III Exodus – Folgenreicher Streit um Anerkennung und Solidarität im Feld der Religion

In der Exodus-Erzählung wird besonders deutlich, dass Ritus und Religion als Quellen von Solidarität umkämpft sind. Zugleich ist diese „Revolution der Alten Welt“27[27] bis heute wirksam.

Mit der Entstehung von Staaten verschärft sich die von Habermas beschriebene Spannung zwischen individuellem Selbsterhaltungstrieb und dem umfassenden Anspruch des Staates, der zugleich Lebensmöglichkeiten und Sicherheit bietet. Die Beziehungen werden gegenüber einer Stammeskultur anonymer und die Vorteile und Kosten sind nun je nach sozialer Stellung ungleich verteilt. Breite Akzeptanz konnte dieser Prozess der Staatenbildung offensichtlich nur gewinnen, indem die Macht des Herrschers in exklusiver Weise religiös legitimiert wurde. „In Bezug auf die Gottheit war der König in der Rolle des Sohnes (Ägypten) oder Gatten (Mesopotamien) Objekt der Erwählung und des Bundes“.28[28] „Das Recht als eine Sphäre von Ordnung und Gesittung und die Idee der Gerechtigkeit galten insgesamt als göttliche Institutionen“, wobei die Könige in der Rechtsetzung souverän waren.29[29] In dieser Situation wird nun offensichtlich die solidaritätstiftende Funktion des Kultes so einseitig, dass sich dagegen Protest erhebt. Jan Assmann beschreibt wie in der Exodus Tradition die exklusive Beziehung Gottes zum Herrscher auf das Volk übertragen wird. Der Gott der Väter, also der alte Gott der Sippe oder des Stammes, der sich Mose als JHWH vorstellt, solidarisiert sich mit einem Volk von Sklaven.30[30] Er schließt einen Bund mit dem Volk. Das Volk tritt „an die Stelle des Königs.“31[31] Und Gott wird nun anstelle des Königs zum Gesetzgeber. Dies hat weitreichende Folgen im Bereich des Rechtes. Der Schutz von sozial Schwachen wird verpflichtend und Sklaven und Fremde erhalten Rechte.32[32] Gott benennt explizit die Kosten des Königtums und das Volk entscheidet souverän ob es diese Kosten tragen will.33[33] Das Recht der Könige muss sich nun messen lassen am Recht Gottes und damit ist ein Dauerkonflikt begründet, der zum Beispiel in der harten prophetischen Sozialkritik greifbar wird. Das Recht und der König können nun im Namen Gottes im Interesse der sozial Schwachen kritisiert werden.
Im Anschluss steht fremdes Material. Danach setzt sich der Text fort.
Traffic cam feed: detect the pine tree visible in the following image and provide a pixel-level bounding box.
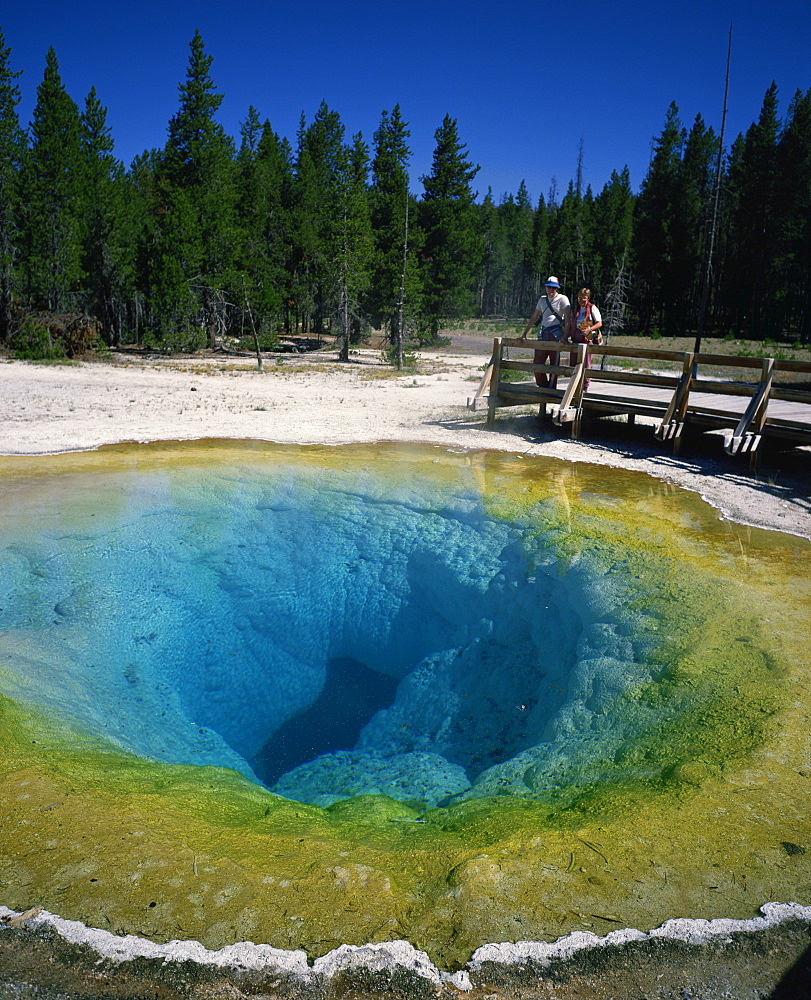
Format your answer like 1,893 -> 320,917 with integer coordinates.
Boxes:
0,31 -> 27,342
23,48 -> 83,310
237,109 -> 293,341
338,133 -> 374,361
593,166 -> 636,290
731,83 -> 781,339
775,89 -> 811,343
366,105 -> 420,357
420,115 -> 483,341
477,189 -> 515,316
662,115 -> 718,331
292,101 -> 345,335
509,180 -> 537,316
633,102 -> 684,332
153,31 -> 236,348
81,87 -> 134,344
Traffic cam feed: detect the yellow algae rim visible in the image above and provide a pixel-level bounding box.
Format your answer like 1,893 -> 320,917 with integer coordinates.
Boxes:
0,442 -> 811,967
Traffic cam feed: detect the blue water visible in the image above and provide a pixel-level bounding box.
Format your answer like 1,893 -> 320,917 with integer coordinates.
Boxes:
0,450 -> 664,805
Die Exodus-Erzählung spiegelt so den Kampf um die Solidarität Gottes und zeigt, welche machtpolitischen, rechtlichen und sozialen Konsequenzen mit dieser nun durch den Kult auf neue Weise stabilisierten zwischenmenschlichen Solidarität verbunden sein sollen. Zugleich zeigt sich im Weiteren wie schwierig es war, den damit verbundenen rechtlichen und sozialen Anspruch durchzusetzen. Es ist jedoch sicherlich kein Zufall, dass genau diese im Kontext der altorientalischen Religionen schwache religiöse Bewegung als einzige in der christlich-jüdischen Tradition ihre Vitalität bis in die Gegenwart bewahrt hat.34[34]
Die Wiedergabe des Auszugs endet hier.